Namun demikian, meskipun secara kelembagaan kewenangan MPR sudah melemah bukan sebagai lembaga tertinggi negara lagi, ada satu hal yang menarik dari lembaga MPR ini. Yakni keberadaannya dalam praktek masih tetap sebagai lembaga tertinggi negara.

"Hal itu dapat dilihat kewenangan MPR dapat merubah dan menetapkan UUD 1945 yang didalamnya dapat menghadirkan atau membubarkan lembaga-lembaga Negara yang dipandang tidak memiliki asas kemanfaatan," kata Senator asal Provinsi Kepri ini.

Saat ini kedudukan MPR pasca amandemen UUD 1945 berubah menjadi lembaga negara yang memiliki kedudukan sederajat dengan lembaga-lembaga negara lain (Undang-Undang No. 17  Tahun 2014, tentang MPR, DPR, DPD dan DPRD (MD3).     

Perubahan UUD 1945 telah mengakibatkan pergeseran sistem ketatanegaraan dan bekerjanya mekanisme check and balances secara optimal antarcabang kekuasaan negara dengan prinsip saling mengimbangi dan saling mengontrol.

"Bahan tayangan materi sosialisasi putusan MPR telah memetakan dengan lengkap tugas dan wewenang MPR pasca amandemen UUD 1945 yaitu: a. Mengubah dan menetapkan UUD; b. Melantik Presiden dan Wakil Presiden; c. Memberhentikan Presiden dan/atau Wakil Presiden dalam masa jabatannya menurut UUD 1945; d. Melantik Wapres menjadi Presiden apabila Presiden mangkat, berhenti, diberhentikan, atau tidak dapat melaksanakan kewajibannya; e. Memilih dan melantik Wakil Presiden apabila terjadi kekosongan jabatan Wapres; f.
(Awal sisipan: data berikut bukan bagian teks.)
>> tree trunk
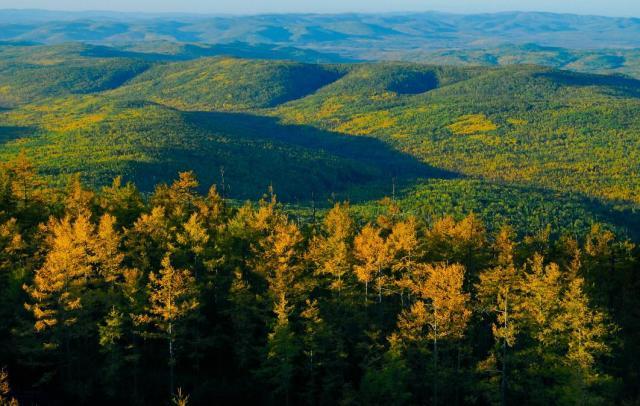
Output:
[433,323,438,406]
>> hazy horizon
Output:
[0,0,640,18]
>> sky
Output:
[0,0,640,17]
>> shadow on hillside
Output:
[0,127,36,145]
[537,71,640,97]
[125,108,458,202]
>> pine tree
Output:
[0,368,18,406]
[476,252,522,405]
[98,176,145,228]
[258,292,299,405]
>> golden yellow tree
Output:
[25,215,96,338]
[414,264,471,404]
[353,224,390,303]
[307,203,354,297]
[387,217,418,306]
[133,255,199,393]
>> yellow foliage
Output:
[447,114,498,135]
[338,110,397,135]
[507,118,529,126]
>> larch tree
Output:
[353,224,390,303]
[415,264,471,404]
[134,255,199,393]
[25,215,96,348]
[307,203,354,298]
[386,217,418,306]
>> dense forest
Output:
[0,154,640,405]
[0,42,640,237]
[0,33,640,406]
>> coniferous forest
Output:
[0,155,640,405]
[0,9,640,406]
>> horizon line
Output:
[0,8,640,19]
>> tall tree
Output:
[134,255,199,393]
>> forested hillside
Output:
[0,38,640,405]
[0,160,640,405]
[0,44,640,234]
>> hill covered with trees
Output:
[0,44,640,238]
[0,39,640,405]
[0,162,640,405]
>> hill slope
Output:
[0,42,640,235]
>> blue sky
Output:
[0,0,640,17]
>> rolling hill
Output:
[0,40,640,235]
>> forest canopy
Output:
[0,155,640,405]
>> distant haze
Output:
[0,0,640,17]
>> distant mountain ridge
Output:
[0,10,640,50]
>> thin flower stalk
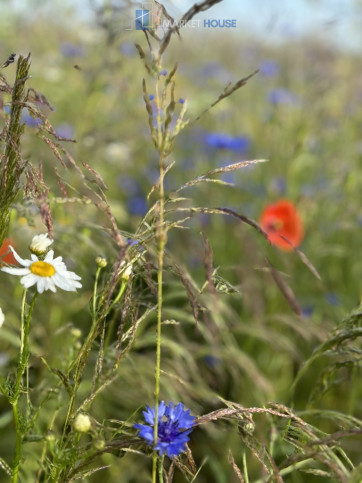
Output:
[9,289,38,483]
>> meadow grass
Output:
[0,1,362,483]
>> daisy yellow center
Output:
[30,261,55,277]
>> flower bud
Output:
[29,233,54,257]
[73,413,92,433]
[120,260,132,282]
[96,256,108,268]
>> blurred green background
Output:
[0,1,362,483]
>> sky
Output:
[165,0,362,52]
[0,0,362,52]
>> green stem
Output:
[152,113,166,483]
[10,289,38,483]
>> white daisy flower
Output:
[1,246,82,293]
[29,233,54,256]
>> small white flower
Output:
[1,246,82,293]
[29,233,54,256]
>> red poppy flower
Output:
[0,238,18,265]
[260,200,304,251]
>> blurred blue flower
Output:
[134,401,196,458]
[127,195,148,216]
[205,133,251,153]
[302,305,314,317]
[60,42,85,57]
[20,109,43,127]
[55,123,74,139]
[259,59,280,77]
[268,87,299,106]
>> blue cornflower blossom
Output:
[134,401,195,458]
[259,59,280,77]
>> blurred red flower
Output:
[260,200,304,251]
[0,238,18,265]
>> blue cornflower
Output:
[259,59,280,77]
[20,108,43,127]
[134,401,195,458]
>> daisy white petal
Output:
[1,249,82,293]
[1,267,29,276]
[9,245,31,267]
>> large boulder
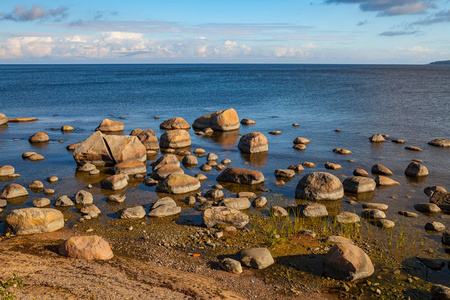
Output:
[5,207,64,235]
[159,129,191,148]
[203,206,249,228]
[192,108,239,131]
[159,117,191,130]
[238,131,269,153]
[95,119,123,132]
[217,168,264,185]
[295,172,344,200]
[156,174,200,194]
[322,243,374,281]
[58,235,114,260]
[73,131,147,166]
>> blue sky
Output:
[0,0,450,64]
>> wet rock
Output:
[95,119,123,132]
[58,235,114,260]
[5,207,64,235]
[239,248,275,269]
[0,183,28,199]
[238,132,269,153]
[372,164,394,176]
[100,174,128,191]
[28,132,50,143]
[217,168,264,185]
[405,161,428,177]
[295,172,344,200]
[322,243,374,281]
[156,174,200,194]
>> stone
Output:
[119,205,146,219]
[217,168,264,185]
[58,235,114,260]
[342,176,377,194]
[353,169,369,177]
[238,131,269,153]
[28,132,50,143]
[156,174,200,194]
[336,211,361,224]
[114,159,147,175]
[159,117,191,130]
[222,198,251,210]
[95,119,123,132]
[239,248,275,269]
[428,139,450,147]
[203,206,249,228]
[74,190,94,205]
[100,174,128,191]
[295,172,344,200]
[192,108,239,131]
[372,164,393,176]
[0,183,28,199]
[369,133,386,143]
[405,161,428,177]
[274,169,295,178]
[219,258,242,274]
[322,243,374,281]
[294,137,311,145]
[5,207,64,235]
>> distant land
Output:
[430,60,450,65]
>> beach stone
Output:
[252,196,267,208]
[238,131,269,153]
[100,174,128,191]
[58,235,114,260]
[294,137,311,145]
[375,176,400,186]
[405,161,428,177]
[159,129,191,148]
[361,208,386,220]
[333,148,352,155]
[428,139,450,147]
[414,203,441,213]
[324,162,342,170]
[95,119,123,132]
[241,119,256,125]
[342,176,377,194]
[322,243,374,281]
[33,198,50,207]
[219,258,242,274]
[239,248,275,269]
[295,172,344,200]
[156,174,200,194]
[0,165,16,176]
[0,183,28,199]
[192,108,239,131]
[28,132,50,143]
[369,133,386,143]
[5,207,64,235]
[222,198,251,210]
[336,211,361,224]
[217,168,264,185]
[114,159,147,175]
[269,206,289,218]
[353,169,369,177]
[203,206,249,228]
[159,117,191,130]
[74,190,94,205]
[372,164,394,176]
[425,222,445,232]
[119,205,146,219]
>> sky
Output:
[0,0,450,64]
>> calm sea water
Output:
[0,65,450,274]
Memilih dan melantik Presiden dan Wapres apabila keduanya berhenti secara bersamaan," paparnya.

Selain itu, Nabil menambahkan, paska amandemen UUD 1945, MPR tidak berwenang lagi mengeluarkan produk dalam bentuk pengaturan (regelling).
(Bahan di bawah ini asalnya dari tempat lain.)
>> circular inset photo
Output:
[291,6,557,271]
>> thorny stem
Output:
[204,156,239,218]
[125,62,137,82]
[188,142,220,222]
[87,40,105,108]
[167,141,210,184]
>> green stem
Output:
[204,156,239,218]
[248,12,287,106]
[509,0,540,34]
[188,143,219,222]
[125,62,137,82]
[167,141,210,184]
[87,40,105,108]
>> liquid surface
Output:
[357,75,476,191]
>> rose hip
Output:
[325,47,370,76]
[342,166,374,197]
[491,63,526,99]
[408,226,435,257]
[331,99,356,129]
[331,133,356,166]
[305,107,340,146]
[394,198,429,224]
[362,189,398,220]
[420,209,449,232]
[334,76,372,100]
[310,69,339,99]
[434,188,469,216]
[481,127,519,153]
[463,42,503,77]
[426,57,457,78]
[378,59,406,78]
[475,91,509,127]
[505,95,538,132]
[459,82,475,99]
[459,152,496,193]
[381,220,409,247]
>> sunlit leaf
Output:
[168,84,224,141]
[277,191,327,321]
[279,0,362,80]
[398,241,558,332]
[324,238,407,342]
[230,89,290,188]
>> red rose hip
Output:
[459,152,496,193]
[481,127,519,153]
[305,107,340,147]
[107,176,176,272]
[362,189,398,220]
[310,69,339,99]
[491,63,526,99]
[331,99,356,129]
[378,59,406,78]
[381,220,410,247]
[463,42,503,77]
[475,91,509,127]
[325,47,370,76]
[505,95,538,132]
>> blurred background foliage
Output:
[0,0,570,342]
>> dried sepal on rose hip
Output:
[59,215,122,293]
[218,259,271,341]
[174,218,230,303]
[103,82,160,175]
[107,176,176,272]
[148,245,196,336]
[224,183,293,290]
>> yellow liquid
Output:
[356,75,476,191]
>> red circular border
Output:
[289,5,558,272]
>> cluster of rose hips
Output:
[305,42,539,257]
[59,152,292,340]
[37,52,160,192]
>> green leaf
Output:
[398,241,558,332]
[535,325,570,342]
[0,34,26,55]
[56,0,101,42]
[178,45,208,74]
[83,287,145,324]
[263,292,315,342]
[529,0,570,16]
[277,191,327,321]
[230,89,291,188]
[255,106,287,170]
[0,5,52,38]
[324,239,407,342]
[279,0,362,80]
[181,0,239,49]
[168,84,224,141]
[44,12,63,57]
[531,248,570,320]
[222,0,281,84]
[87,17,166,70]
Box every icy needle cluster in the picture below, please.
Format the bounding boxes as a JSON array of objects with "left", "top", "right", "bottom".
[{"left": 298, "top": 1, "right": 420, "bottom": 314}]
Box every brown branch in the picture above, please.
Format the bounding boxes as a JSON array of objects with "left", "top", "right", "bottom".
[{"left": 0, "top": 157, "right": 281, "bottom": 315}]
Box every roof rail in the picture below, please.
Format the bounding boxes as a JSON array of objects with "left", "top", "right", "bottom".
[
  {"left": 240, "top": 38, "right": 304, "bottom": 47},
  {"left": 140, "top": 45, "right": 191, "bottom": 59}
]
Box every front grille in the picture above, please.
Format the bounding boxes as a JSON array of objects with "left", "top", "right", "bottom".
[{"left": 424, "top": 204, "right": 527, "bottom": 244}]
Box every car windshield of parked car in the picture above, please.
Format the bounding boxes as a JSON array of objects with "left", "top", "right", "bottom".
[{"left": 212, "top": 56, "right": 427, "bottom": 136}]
MPR hanya dapat mengeluarkan ketetapan yang bersifat penetapan (beschikking), yaitu: a. menetapkan Wapres menjadi Presiden; b. memilih Wapres apabila terjadi kekosongan jabatan Wapres; c. memilih Presiden dan Wapres apabila Presiden dan Wapres mangkat, berhenti, diberhentikan, atau tidak dapat melakukan kewajibannya dalam masa jabatannya secara bersama-sama," katanya.